BELGRADE, Serbia (AP) — NATO Secretary-General Jens Stoltenberg said he spoke on Thursday with both Serbian and Kosovo leaders about Kosovo’s plan to form a regular army, a move that has been strongly contested by Serbia and the alliance.
A statement from Kosovo’s government said Ramush Haradinaj assured Stoltenberg the transition from the Kosovo Security Force into a regular army would be done in close cooperation with NATO.
Serbian President Aleksandar Vucic said in a statement that he expressed concern about Kosovo’s plan because it represents “a danger” for the “survival” of the Serb minority in Kosovo and that it could jeopardize regional stability and peace.

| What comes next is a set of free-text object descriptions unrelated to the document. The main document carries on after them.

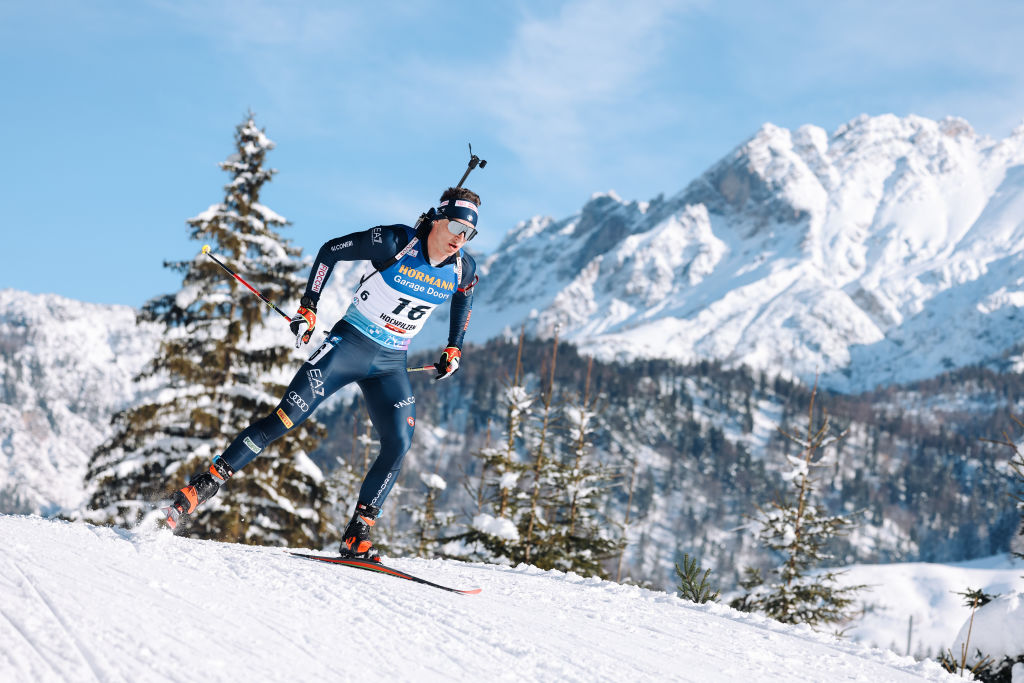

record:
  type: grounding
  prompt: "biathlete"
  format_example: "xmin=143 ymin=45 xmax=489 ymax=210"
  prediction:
xmin=164 ymin=186 xmax=481 ymax=562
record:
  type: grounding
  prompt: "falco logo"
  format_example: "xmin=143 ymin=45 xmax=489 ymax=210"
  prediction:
xmin=306 ymin=368 xmax=325 ymax=397
xmin=393 ymin=396 xmax=415 ymax=409
xmin=311 ymin=263 xmax=329 ymax=293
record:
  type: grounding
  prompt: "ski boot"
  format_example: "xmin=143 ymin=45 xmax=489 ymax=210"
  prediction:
xmin=162 ymin=457 xmax=234 ymax=529
xmin=338 ymin=502 xmax=382 ymax=563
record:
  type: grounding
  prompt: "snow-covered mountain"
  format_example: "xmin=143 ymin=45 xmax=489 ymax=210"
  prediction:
xmin=463 ymin=114 xmax=1024 ymax=392
xmin=0 ymin=290 xmax=160 ymax=514
xmin=0 ymin=513 xmax=963 ymax=681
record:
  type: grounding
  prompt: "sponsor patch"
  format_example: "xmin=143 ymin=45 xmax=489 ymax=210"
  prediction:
xmin=311 ymin=263 xmax=329 ymax=293
xmin=371 ymin=227 xmax=382 ymax=244
xmin=276 ymin=408 xmax=293 ymax=429
xmin=287 ymin=391 xmax=309 ymax=412
xmin=306 ymin=368 xmax=325 ymax=396
xmin=243 ymin=437 xmax=261 ymax=454
xmin=407 ymin=417 xmax=415 ymax=427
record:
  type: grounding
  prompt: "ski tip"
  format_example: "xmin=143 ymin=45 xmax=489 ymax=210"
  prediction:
xmin=201 ymin=244 xmax=211 ymax=254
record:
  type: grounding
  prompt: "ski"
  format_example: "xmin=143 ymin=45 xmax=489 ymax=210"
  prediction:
xmin=289 ymin=553 xmax=482 ymax=595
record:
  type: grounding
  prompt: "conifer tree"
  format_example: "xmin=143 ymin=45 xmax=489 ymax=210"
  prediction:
xmin=520 ymin=330 xmax=565 ymax=566
xmin=546 ymin=356 xmax=622 ymax=577
xmin=85 ymin=115 xmax=329 ymax=547
xmin=730 ymin=380 xmax=863 ymax=627
xmin=455 ymin=330 xmax=533 ymax=563
xmin=405 ymin=472 xmax=455 ymax=558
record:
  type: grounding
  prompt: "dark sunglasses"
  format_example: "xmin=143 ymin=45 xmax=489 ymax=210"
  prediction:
xmin=446 ymin=219 xmax=478 ymax=241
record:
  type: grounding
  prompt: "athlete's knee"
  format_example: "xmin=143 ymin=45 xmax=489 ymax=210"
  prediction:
xmin=381 ymin=426 xmax=413 ymax=457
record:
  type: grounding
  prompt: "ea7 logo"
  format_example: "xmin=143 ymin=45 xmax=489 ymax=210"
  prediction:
xmin=372 ymin=227 xmax=382 ymax=244
xmin=393 ymin=395 xmax=415 ymax=409
xmin=306 ymin=368 xmax=325 ymax=397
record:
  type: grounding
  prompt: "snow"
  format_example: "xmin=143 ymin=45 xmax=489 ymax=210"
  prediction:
xmin=0 ymin=514 xmax=955 ymax=682
xmin=447 ymin=113 xmax=1024 ymax=392
xmin=420 ymin=472 xmax=447 ymax=490
xmin=471 ymin=512 xmax=520 ymax=541
xmin=952 ymin=592 xmax=1024 ymax=666
xmin=836 ymin=555 xmax=1024 ymax=658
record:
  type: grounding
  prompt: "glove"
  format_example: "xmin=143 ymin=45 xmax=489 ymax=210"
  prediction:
xmin=434 ymin=346 xmax=461 ymax=380
xmin=289 ymin=295 xmax=317 ymax=347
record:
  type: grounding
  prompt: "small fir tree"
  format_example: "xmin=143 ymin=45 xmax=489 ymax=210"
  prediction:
xmin=456 ymin=330 xmax=534 ymax=563
xmin=404 ymin=472 xmax=455 ymax=558
xmin=85 ymin=115 xmax=329 ymax=547
xmin=545 ymin=356 xmax=622 ymax=577
xmin=675 ymin=553 xmax=720 ymax=604
xmin=730 ymin=379 xmax=864 ymax=628
xmin=519 ymin=330 xmax=566 ymax=567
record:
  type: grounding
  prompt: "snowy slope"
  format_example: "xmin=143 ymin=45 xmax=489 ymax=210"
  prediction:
xmin=838 ymin=555 xmax=1024 ymax=658
xmin=0 ymin=514 xmax=955 ymax=682
xmin=463 ymin=114 xmax=1024 ymax=392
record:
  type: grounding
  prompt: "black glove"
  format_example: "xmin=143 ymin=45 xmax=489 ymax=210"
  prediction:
xmin=289 ymin=295 xmax=317 ymax=347
xmin=434 ymin=346 xmax=461 ymax=380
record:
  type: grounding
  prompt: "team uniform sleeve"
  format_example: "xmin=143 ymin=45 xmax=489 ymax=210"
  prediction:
xmin=302 ymin=226 xmax=408 ymax=305
xmin=447 ymin=252 xmax=477 ymax=349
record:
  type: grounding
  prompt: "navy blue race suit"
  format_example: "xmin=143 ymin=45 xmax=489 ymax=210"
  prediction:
xmin=217 ymin=222 xmax=476 ymax=509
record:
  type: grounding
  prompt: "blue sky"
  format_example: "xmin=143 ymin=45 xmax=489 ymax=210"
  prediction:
xmin=3 ymin=0 xmax=1023 ymax=307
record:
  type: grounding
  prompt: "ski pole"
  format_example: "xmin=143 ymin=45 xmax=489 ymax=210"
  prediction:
xmin=204 ymin=246 xmax=441 ymax=374
xmin=201 ymin=245 xmax=293 ymax=324
xmin=407 ymin=365 xmax=437 ymax=373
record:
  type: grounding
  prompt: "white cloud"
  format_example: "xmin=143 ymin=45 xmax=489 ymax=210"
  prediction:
xmin=462 ymin=0 xmax=695 ymax=185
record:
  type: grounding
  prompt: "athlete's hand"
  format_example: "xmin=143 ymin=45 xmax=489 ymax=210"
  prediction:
xmin=434 ymin=346 xmax=461 ymax=380
xmin=289 ymin=296 xmax=317 ymax=347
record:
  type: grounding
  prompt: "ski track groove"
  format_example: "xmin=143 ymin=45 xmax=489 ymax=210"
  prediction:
xmin=9 ymin=562 xmax=110 ymax=683
xmin=0 ymin=602 xmax=60 ymax=681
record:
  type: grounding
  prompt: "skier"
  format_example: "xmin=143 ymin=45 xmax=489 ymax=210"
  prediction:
xmin=164 ymin=186 xmax=481 ymax=562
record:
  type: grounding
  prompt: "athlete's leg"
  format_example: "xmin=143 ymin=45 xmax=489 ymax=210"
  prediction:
xmin=219 ymin=334 xmax=369 ymax=473
xmin=355 ymin=366 xmax=416 ymax=509
xmin=166 ymin=332 xmax=371 ymax=524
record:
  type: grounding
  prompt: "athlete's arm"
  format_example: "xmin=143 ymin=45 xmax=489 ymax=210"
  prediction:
xmin=302 ymin=225 xmax=409 ymax=305
xmin=447 ymin=252 xmax=477 ymax=349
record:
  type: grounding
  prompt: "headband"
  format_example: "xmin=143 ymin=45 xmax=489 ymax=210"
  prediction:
xmin=437 ymin=199 xmax=479 ymax=227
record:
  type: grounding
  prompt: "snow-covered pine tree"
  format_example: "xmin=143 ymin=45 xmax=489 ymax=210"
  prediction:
xmin=85 ymin=115 xmax=329 ymax=547
xmin=404 ymin=472 xmax=455 ymax=558
xmin=730 ymin=380 xmax=864 ymax=628
xmin=454 ymin=329 xmax=533 ymax=563
xmin=519 ymin=330 xmax=566 ymax=567
xmin=545 ymin=356 xmax=622 ymax=577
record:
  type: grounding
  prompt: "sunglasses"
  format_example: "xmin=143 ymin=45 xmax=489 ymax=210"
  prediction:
xmin=445 ymin=219 xmax=478 ymax=242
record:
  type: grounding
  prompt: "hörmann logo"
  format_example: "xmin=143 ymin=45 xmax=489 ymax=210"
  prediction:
xmin=396 ymin=265 xmax=455 ymax=291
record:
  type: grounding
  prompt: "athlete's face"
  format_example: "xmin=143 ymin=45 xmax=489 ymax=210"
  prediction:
xmin=428 ymin=219 xmax=470 ymax=259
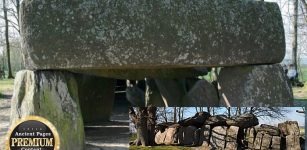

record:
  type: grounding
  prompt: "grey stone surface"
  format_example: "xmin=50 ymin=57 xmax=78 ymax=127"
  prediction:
xmin=278 ymin=121 xmax=300 ymax=136
xmin=286 ymin=135 xmax=301 ymax=150
xmin=261 ymin=133 xmax=272 ymax=149
xmin=204 ymin=115 xmax=228 ymax=126
xmin=182 ymin=80 xmax=219 ymax=106
xmin=218 ymin=64 xmax=293 ymax=107
xmin=272 ymin=136 xmax=281 ymax=149
xmin=73 ymin=68 xmax=206 ymax=80
xmin=10 ymin=70 xmax=84 ymax=150
xmin=258 ymin=124 xmax=280 ymax=136
xmin=199 ymin=125 xmax=211 ymax=146
xmin=21 ymin=0 xmax=284 ymax=71
xmin=253 ymin=131 xmax=264 ymax=150
xmin=164 ymin=126 xmax=178 ymax=145
xmin=154 ymin=131 xmax=166 ymax=145
xmin=178 ymin=112 xmax=211 ymax=128
xmin=182 ymin=126 xmax=198 ymax=146
xmin=225 ymin=126 xmax=239 ymax=150
xmin=246 ymin=127 xmax=256 ymax=148
xmin=75 ymin=74 xmax=115 ymax=123
xmin=210 ymin=126 xmax=227 ymax=149
xmin=155 ymin=79 xmax=187 ymax=106
xmin=226 ymin=113 xmax=259 ymax=128
xmin=145 ymin=79 xmax=165 ymax=107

Stoltenberg said in a statement that both Serbian and Kosovo officials should “show calm and restraint, and avoid any provocative statements or actions.”
He said he had warned Haradinaj that NATO would “examine the level of our engagement with the Kosovo Security Force.?”
“I stressed that such a move is ill-timed, goes against the advice of many NATO allies, and can have negative repercussions on Kosovo’s prospects for Euro-Atlantic integration,” Stoltenberg said.
Stoltenberg reminded Belgrade and Pristina that dialogue remains “the only way to bring durable peace and stability to the region,” adding that NATO is committed to the security and stability of Kosovo.
Serbia has warned the formation of a Kosovo army could trigger an armed intervention.
Kosovo’s parliament will vote Dec. 14 on the creation of a regular army. Kosovo declared independence in 2008, a move that Serbia doesn’t recognize.